Alors que la Russie augmente la présence de ses avions peints [MiG-31 et Su-27] sur les pistes de ses bases militaires proches des zones de combat, l’Ukraine ne reste pas en reste dans un autre domaine. Elle déploie en effet des leurres gonflables en caoutchouc représentant ses principaux systèmes d’armes, fournis par ses partenaires occidentaux.
Des images ont récemment circulé montrant un leurre gonflable reproduisant un char Leopard 2A6 d’origine allemande. Le lieu et la date précise de ces photographies restent inconnus, mais le paysage suggère une période autour de la fin de l’été ou au début de l’automne. L’identité du fabricant de ce modèle gonflable demeure inconnue.
Ce leurre laisse une impression de piètre qualité. La taille de l’imitation ne correspond pas à celle du char réel : l’échelle est visiblement inférieure, à tel point qu’à l’œil nu on remarque une différence notable de dimensions. Un drone suicide aurait donc peu de chances de confondre ce leurre avec un char authentique, sauf si ses capteurs optiques sont de qualité médiocre.
La République tchèque, fournisseur de leurres de qualité
Si le producteur de ce leurre au Leopard 2A6 reste inconnu, il est établi que la République tchèque fournit des leurres gonflables à l’armée ukrainienne. Mais ces leurres tchèques se distinguent par une qualité nettement supérieure, notamment au niveau des proportions fidèles à l’original, des nuances de couleur et des détails minutieux. Ces caractéristiques rendent la tâche difficile aux opérateurs russes, et ces leurres tchèques attirent fréquemment les drones russes.
Au début de l’année, une entreprise implantée dans la ville tchèque de Děčín a été identifiée comme un fabricant de leurres haut de gamme pour l’Ukraine. Vojtěch Fresser, un employé de cette société, a confirmé une capacité de production étonnante atteignant jusqu’à 35 leurres de lance-roquettes HIMARS gonflables par mois. Toutefois, il n’a pas voulu préciser le volume exact de livraisons destinées à l’Ukraine, invoquant un secret militaire.
La présence de ces leurres pourrait expliquer pourquoi les forces russes affirment avoir détruit plus d’HIMARS qu’il n’en a réellement été déployé. Certains rapports évoquent en effet une destruction annoncée de 140 % du nombre de systèmes réellement livrés, ce qui laisse supposer qu’une part importante, potentiellement 40 %, des cibles soit constituée de leurres.
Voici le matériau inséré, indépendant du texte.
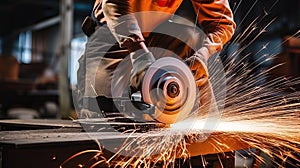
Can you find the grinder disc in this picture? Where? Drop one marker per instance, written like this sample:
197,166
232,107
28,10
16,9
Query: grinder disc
170,86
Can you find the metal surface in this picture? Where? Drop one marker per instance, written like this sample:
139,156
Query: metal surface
169,85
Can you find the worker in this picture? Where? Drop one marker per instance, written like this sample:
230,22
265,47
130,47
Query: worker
121,30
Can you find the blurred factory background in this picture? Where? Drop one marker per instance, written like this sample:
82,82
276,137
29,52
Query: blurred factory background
41,42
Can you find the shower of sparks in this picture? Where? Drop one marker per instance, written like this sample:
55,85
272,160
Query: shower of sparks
262,115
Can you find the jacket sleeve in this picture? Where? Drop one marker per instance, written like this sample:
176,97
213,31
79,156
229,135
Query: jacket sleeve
216,19
121,22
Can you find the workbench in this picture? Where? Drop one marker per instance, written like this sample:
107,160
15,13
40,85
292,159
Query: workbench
48,143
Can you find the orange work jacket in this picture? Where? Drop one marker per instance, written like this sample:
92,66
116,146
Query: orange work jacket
214,16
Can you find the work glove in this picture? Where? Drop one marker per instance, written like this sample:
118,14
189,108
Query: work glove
198,65
140,63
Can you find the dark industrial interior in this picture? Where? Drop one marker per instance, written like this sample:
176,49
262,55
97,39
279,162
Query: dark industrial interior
41,42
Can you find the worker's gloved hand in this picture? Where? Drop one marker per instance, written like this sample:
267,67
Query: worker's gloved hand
140,63
198,65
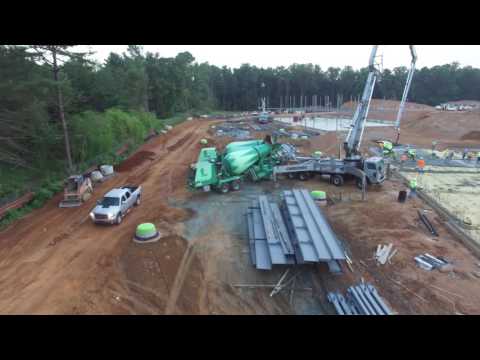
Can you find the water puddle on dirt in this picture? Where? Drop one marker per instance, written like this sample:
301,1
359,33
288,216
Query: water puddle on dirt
331,124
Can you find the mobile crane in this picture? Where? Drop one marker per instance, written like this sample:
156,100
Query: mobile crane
354,166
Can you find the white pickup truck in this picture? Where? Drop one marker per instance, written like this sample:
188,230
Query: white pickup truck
113,207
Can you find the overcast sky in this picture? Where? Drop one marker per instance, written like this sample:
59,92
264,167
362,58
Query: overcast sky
323,55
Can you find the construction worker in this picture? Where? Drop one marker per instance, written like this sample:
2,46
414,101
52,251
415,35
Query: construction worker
421,165
411,153
387,148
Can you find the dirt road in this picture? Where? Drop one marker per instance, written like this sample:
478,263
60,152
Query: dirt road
55,261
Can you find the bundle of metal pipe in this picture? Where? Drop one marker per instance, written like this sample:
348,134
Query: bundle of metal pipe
361,299
427,223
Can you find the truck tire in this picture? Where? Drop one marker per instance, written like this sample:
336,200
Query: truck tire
303,176
224,188
236,185
337,180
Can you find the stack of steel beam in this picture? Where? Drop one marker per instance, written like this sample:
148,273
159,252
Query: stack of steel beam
297,234
270,242
362,299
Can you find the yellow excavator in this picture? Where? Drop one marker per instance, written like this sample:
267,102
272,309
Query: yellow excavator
77,190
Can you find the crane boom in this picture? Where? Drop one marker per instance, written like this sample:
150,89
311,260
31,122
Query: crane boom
405,91
354,138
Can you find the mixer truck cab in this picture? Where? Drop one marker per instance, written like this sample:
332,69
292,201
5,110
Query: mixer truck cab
252,159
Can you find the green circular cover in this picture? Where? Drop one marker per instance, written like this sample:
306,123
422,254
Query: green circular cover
319,195
146,230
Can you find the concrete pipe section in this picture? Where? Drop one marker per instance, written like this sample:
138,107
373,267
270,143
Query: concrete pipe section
146,233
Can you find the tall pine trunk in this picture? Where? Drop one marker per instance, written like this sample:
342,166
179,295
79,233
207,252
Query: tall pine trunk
62,112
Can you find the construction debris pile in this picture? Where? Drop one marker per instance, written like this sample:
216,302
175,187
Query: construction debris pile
297,232
429,262
243,129
362,299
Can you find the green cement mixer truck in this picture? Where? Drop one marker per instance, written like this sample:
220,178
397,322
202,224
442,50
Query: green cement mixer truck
253,160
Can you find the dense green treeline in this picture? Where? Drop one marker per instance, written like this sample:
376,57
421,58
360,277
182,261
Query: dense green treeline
125,97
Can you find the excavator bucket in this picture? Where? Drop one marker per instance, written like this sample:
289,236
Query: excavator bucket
73,196
70,203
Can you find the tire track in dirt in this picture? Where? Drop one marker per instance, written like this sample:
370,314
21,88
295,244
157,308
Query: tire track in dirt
179,280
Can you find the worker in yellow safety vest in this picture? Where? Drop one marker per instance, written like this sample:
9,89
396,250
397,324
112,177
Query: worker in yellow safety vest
387,148
411,154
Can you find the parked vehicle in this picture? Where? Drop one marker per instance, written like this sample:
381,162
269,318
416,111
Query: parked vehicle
113,207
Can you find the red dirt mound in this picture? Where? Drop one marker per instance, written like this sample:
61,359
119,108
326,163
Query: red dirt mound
135,160
472,135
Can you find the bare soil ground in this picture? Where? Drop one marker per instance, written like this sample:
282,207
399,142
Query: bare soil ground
55,261
408,289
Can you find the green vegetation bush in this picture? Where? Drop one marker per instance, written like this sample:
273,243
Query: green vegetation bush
97,135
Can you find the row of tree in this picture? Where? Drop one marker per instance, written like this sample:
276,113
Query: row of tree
42,88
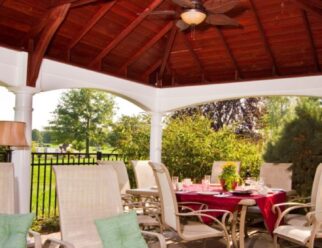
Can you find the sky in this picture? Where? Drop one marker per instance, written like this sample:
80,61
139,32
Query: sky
45,103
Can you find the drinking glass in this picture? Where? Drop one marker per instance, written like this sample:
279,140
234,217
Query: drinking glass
175,181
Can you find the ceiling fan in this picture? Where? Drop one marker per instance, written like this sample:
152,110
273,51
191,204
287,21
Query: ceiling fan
195,12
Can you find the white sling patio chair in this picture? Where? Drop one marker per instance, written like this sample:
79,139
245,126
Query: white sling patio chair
277,175
192,230
298,219
217,170
304,235
147,220
143,174
7,199
85,194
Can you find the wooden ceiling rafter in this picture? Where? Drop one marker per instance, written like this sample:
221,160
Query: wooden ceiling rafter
194,56
55,18
73,3
238,73
95,18
275,69
309,7
151,69
146,46
34,31
311,41
167,53
125,33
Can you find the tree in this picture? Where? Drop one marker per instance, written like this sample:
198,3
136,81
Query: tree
279,111
300,143
82,118
244,114
130,136
190,145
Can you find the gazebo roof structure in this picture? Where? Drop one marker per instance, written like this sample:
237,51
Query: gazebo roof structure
126,39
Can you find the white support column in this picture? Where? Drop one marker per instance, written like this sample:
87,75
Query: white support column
156,137
21,158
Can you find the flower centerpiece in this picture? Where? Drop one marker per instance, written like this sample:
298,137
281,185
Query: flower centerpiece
229,178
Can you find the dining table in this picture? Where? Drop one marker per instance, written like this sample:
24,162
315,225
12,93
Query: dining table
236,201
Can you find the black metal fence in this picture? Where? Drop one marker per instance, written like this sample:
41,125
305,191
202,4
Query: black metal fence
43,201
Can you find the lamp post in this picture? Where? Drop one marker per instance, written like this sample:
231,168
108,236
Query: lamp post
12,134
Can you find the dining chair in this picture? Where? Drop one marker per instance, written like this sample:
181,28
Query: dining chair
143,174
171,217
86,194
7,201
149,215
284,210
277,175
274,175
217,169
304,235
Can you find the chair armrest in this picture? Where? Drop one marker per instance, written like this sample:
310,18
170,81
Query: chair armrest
203,213
160,238
52,243
37,238
277,208
202,205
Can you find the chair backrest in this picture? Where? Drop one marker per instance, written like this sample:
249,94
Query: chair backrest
315,184
85,193
169,205
217,169
277,175
143,174
7,188
121,171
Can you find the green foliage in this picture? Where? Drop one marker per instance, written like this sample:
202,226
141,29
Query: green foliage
190,146
243,115
82,117
229,175
131,136
279,111
46,225
300,143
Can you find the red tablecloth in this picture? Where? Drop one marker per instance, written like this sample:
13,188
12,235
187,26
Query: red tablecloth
230,203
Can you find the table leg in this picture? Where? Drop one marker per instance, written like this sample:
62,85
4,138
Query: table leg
242,221
234,229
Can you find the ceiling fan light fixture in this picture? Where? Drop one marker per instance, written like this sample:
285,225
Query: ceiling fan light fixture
193,16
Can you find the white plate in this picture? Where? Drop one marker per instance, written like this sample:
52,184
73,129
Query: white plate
223,195
207,193
276,189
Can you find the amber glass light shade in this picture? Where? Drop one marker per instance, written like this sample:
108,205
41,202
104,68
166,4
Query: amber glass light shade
193,16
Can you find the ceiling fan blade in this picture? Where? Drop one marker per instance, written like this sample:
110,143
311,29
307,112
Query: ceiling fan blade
184,3
182,25
163,12
220,6
221,20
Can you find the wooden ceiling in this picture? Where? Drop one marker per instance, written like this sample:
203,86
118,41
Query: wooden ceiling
277,38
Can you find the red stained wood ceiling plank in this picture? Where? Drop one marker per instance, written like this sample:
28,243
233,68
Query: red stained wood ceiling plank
55,18
148,45
264,39
125,33
167,53
95,18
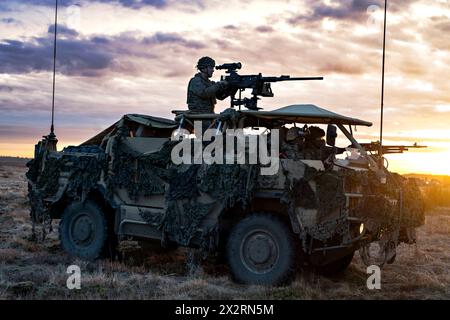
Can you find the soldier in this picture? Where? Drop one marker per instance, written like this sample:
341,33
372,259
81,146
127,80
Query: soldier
292,146
202,92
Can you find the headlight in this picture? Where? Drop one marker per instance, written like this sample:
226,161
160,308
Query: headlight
361,228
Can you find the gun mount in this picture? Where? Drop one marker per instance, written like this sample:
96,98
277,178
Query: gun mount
259,84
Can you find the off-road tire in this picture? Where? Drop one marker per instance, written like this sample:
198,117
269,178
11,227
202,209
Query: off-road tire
260,250
83,231
335,267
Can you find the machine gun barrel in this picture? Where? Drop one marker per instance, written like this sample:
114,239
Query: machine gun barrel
375,147
288,78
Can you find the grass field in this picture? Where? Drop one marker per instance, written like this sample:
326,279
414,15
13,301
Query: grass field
37,270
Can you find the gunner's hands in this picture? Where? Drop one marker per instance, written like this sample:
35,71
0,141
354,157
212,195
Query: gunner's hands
223,84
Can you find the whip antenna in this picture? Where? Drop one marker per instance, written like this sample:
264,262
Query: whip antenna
54,69
380,152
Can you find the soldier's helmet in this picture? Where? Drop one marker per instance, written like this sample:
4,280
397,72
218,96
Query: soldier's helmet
204,62
292,134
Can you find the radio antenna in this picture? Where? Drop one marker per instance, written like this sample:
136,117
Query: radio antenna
52,128
380,152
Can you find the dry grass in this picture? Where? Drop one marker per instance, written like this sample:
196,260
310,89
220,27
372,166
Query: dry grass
37,270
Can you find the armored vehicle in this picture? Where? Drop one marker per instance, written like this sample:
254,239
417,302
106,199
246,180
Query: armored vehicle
317,208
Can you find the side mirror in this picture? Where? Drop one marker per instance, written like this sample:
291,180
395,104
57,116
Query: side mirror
331,135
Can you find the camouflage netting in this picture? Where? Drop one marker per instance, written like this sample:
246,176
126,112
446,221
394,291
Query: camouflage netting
380,207
397,203
138,173
227,185
328,199
155,173
82,173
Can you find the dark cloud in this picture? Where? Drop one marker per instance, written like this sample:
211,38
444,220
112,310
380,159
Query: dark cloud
264,29
230,27
4,88
8,20
62,30
75,57
163,38
87,57
345,10
341,67
135,4
354,10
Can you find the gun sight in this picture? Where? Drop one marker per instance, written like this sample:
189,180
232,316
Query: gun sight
230,66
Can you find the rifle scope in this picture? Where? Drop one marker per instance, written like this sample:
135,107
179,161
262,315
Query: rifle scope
230,66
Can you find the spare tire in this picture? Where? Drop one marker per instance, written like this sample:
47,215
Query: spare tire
260,250
83,230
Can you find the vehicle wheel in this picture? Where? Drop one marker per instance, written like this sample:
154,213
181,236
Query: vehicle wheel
83,230
260,250
335,267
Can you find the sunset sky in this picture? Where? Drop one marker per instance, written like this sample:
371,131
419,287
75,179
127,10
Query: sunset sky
130,56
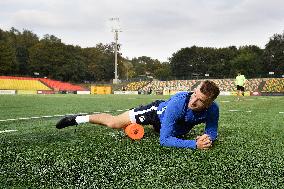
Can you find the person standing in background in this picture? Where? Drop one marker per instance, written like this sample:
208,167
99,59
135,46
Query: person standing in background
240,82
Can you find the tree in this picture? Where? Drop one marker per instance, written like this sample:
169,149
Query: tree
7,55
274,55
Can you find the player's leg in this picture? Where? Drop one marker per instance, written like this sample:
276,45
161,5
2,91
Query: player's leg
118,121
115,122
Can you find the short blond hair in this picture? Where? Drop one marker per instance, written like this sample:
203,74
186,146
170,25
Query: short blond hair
210,89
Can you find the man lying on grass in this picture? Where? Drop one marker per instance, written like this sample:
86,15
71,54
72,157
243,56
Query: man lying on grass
172,118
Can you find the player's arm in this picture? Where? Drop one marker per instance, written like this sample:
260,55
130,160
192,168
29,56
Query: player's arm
211,128
167,138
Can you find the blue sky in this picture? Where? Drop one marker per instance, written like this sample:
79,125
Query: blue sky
154,28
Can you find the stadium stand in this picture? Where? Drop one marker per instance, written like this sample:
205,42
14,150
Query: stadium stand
19,83
35,84
61,86
274,85
227,85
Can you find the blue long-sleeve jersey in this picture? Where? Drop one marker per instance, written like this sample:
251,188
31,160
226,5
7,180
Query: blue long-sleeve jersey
177,119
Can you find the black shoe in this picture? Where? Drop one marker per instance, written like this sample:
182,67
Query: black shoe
66,122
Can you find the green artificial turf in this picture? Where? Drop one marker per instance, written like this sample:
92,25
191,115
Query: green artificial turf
248,153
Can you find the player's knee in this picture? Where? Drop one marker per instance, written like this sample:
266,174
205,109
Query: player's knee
113,124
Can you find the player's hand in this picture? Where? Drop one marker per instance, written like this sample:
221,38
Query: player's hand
203,142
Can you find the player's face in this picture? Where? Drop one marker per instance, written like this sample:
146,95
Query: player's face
199,101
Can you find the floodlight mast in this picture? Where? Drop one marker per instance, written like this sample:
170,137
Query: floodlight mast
115,29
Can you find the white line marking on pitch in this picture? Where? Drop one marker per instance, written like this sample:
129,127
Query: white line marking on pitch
24,118
7,131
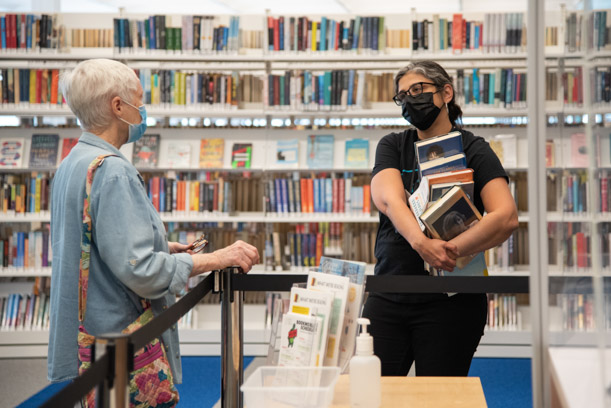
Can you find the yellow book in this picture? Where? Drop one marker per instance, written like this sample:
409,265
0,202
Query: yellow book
32,86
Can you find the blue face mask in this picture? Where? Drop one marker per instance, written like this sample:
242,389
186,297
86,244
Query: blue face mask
136,130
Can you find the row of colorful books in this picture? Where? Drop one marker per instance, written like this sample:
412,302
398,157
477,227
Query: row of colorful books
567,87
25,249
499,32
317,195
568,191
510,254
31,86
192,34
502,87
602,83
327,34
24,311
30,32
503,312
188,88
313,90
570,246
600,33
23,193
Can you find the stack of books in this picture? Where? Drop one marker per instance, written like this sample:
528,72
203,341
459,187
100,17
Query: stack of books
443,202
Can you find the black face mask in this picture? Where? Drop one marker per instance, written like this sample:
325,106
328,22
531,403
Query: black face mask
420,111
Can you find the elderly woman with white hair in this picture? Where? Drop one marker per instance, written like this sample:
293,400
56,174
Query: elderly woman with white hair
130,257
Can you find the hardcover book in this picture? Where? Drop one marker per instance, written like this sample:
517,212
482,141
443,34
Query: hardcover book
451,215
179,155
241,155
11,152
438,147
357,153
287,153
320,151
211,153
442,165
146,151
44,150
67,145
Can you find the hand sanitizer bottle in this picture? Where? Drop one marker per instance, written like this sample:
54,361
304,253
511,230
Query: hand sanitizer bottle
365,372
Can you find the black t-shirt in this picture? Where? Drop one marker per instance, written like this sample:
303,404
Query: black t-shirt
395,256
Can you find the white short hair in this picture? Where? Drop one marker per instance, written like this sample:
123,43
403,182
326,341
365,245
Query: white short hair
90,87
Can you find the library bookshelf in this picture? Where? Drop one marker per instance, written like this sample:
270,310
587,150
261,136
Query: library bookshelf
260,118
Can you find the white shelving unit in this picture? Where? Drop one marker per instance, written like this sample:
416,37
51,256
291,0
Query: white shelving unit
206,339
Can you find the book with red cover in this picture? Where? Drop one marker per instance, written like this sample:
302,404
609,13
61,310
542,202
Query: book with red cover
67,145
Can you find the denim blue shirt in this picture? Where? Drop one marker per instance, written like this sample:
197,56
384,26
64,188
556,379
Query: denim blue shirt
129,255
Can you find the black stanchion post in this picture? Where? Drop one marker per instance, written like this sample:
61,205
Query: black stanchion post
117,391
232,374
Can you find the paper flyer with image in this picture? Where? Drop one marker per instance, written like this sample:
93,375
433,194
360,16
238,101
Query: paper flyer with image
314,303
338,285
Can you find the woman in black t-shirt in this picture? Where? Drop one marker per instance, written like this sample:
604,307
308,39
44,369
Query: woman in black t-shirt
438,331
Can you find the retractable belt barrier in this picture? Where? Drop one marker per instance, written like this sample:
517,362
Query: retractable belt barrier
110,371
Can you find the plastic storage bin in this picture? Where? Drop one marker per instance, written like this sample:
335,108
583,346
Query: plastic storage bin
290,387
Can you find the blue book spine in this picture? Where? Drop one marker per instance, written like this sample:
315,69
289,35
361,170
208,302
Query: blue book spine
329,195
3,31
278,190
323,34
285,195
476,85
491,89
9,310
21,250
321,87
225,39
327,88
30,21
281,34
121,33
350,86
152,36
162,194
33,194
355,35
509,88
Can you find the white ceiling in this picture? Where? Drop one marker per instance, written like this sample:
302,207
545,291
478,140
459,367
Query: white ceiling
280,6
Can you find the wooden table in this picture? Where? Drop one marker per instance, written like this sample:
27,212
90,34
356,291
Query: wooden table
416,392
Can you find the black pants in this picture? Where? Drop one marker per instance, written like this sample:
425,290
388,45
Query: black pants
440,336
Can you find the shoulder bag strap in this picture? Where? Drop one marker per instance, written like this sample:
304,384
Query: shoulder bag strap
86,237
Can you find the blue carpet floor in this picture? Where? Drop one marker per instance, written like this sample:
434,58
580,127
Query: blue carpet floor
506,382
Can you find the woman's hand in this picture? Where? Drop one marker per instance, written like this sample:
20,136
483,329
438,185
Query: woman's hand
177,247
437,253
237,254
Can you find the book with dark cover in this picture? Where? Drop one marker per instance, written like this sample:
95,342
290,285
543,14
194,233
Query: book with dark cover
438,147
146,151
44,150
241,155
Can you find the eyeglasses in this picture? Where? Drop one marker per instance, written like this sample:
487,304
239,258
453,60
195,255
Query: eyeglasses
415,90
199,244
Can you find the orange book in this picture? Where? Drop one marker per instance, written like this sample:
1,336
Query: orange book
26,252
39,85
318,248
303,187
54,86
367,199
310,188
44,86
457,33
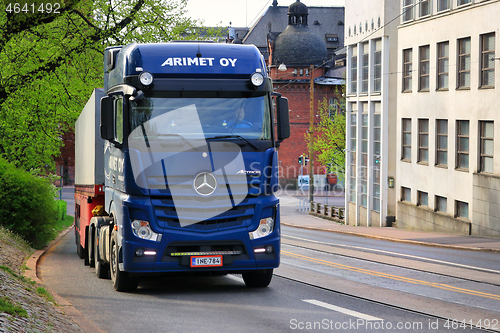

Selon M. Fresser, « ces leurres sont sans aucun doute nos créations ».
L’importance stratégique des leurres
Le recours aux leurres dans un but de désinformation n’est pas une invention récente. Durant la Seconde Guerre mondiale, la victoire alliée, notamment lors du débarquement en Normandie, a reposé non seulement sur les sacrifices et la bravoure, mais aussi sur la désinformation des Forces nazies. Bien que conscientes d’un débarquement imminent, les troupes allemandes ignoraient la localisation exacte de cette opération.
Les Alliés, grâce à un agent double, déjouèrent les forces de Hitler en déployant à plusieurs kilomètres du vrai site une impressionnante série de leurres militaires : véhicules, blindés, chars et avions étaient simulés par des mannequins gonflables. Cette ruse amena les forces nazies à se déplacer en masse vers de fausses cibles.
De nos jours, l’utilisation de leurres gonflables reste un élément clé des stratégies militaires, notamment en Ukraine. Ces dispositifs fournissent un camouflage efficace aux systèmes d’armes réels et ont prouvé leur efficacité sur le terrain.
On peut établir un parallèle avec la revendication russe d’avoir détruit plus de 40 lance-roquettes HIMARS, qui semble contestable au regard du nombre livré à l’Ukraine. Il est probable qu’un grand nombre de ces « cibles détruites » étaient en réalité des leurres gonflables.
Les États-Unis également engagés dans la fourniture de leurres
Depuis le début de l’année, une augmentation notable de l’activité militaire aux États-Unis a été observée, notamment par le transport d’équipements militaires à travers au moins 24 États, via différents modes – aérien, terrestre et ferroviaire. Cette circulation a suscité des hypothèses sur leur destination finale, certaines évoquant des exercices militaires à venir.
Un élément surprenant de ce mouvement a été la visibilité de plateformes anti-aériennes russes sur certains trains américains, suscitant une interrogation. L’analyse approfondie de photographies a révélé qu’il s’agissait en réalité de leurres gonflables très réalistes, notamment des systèmes russes 9K331 Tor-M1 et S-300PS, chacun transporté sur des trains distincts.